Russia has unleashed a fierce bombardment of Ukraine’s second city, Kharkiv, as officials warn that civilian deaths are set to surge. Boris Johnson is due to travel to Poland and Estonia today where he’ll visit British troops, while Liz Truss, the Foreign Secretary, is in Geneva to address the UN Human Rights Council.
Back in Westminster the government’s plans to punish Russia for the invasion are taking root. The long-awaited Economic Crime Bill will be introduced to parliament today. Overseas companies with property in the UK will have to declare who really owns the property or risk fines and a sales ban under the plan for a public register of landowners.
[See also: The fight for Ukraine is only beginning]
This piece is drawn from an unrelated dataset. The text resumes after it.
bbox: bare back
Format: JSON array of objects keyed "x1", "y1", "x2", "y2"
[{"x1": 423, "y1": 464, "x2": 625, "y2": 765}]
The government hopes that the register will lead to more corrupt oligarchs, who hide behind shell companies, receiving unexplained wealth orders, which allow authorities to confiscate assets without proving criminality. Russians with links to the Kremlin or who are accused of corruption own £1.5 billion of UK property, according to Transparency International UK. Once authorities know the true owner of a property they are, in theory, much better placed to enforce sanctions and punish money laundering.
It’s worth noting, however, that it has taken a brutal invasion of a European country for the government to act. The government first committed to the changes six years ago. Even in January, as Putin’s troops were amassing on Ukraine’s border, it was said to have pushed the bill back until at least 2023-4. Indeed the announcement in the Commons yesterday by Kwasi Kwarteng, the Business Secretary, was met with frustrated disbelief that the measures were only now being introduced. As one Labour MP put it to me, “If we hadn’t had the crisis in Ukraine, we wouldn’t have had it on the legislative agenda. That is sad, that is just tragic.”
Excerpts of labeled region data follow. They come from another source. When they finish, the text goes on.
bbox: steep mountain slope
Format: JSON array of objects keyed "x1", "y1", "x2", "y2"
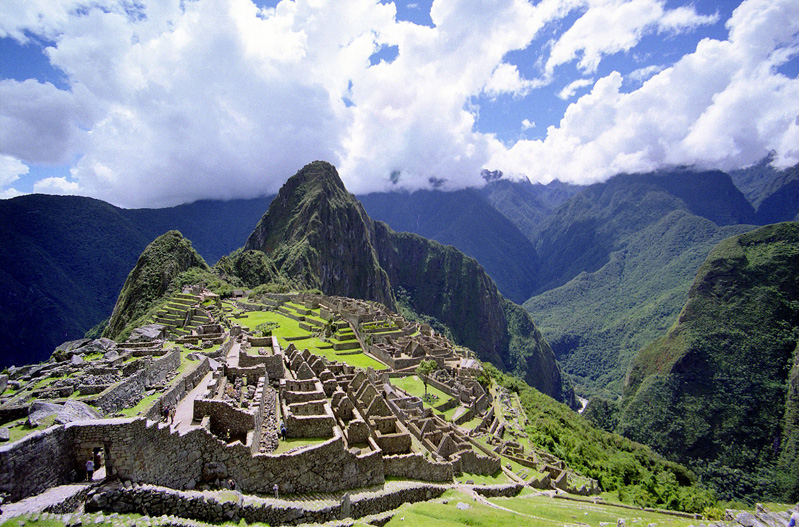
[
  {"x1": 0, "y1": 194, "x2": 271, "y2": 366},
  {"x1": 358, "y1": 189, "x2": 536, "y2": 303},
  {"x1": 756, "y1": 165, "x2": 799, "y2": 225},
  {"x1": 122, "y1": 196, "x2": 274, "y2": 264},
  {"x1": 524, "y1": 210, "x2": 752, "y2": 399},
  {"x1": 0, "y1": 195, "x2": 148, "y2": 365},
  {"x1": 245, "y1": 161, "x2": 574, "y2": 404},
  {"x1": 619, "y1": 223, "x2": 799, "y2": 501},
  {"x1": 244, "y1": 161, "x2": 394, "y2": 308},
  {"x1": 536, "y1": 171, "x2": 754, "y2": 293},
  {"x1": 481, "y1": 179, "x2": 583, "y2": 241},
  {"x1": 103, "y1": 231, "x2": 208, "y2": 339}
]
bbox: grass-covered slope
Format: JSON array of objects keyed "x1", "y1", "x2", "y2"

Why the delay? In part because the government reveres light-touch regulation of what Kwasi Kwarteng yesterday called the “precious heritage” of London as a hub of international capital flows. Nonetheless, the flurry of activity over the past week marks an end to years of government inertia over corrupt Russian money in the UK. The question now is whether the government maintains its newfound enthusiasm for cracking down on dirty money over the months and years needed to pass legislation and create the regulatory structures it’s promised.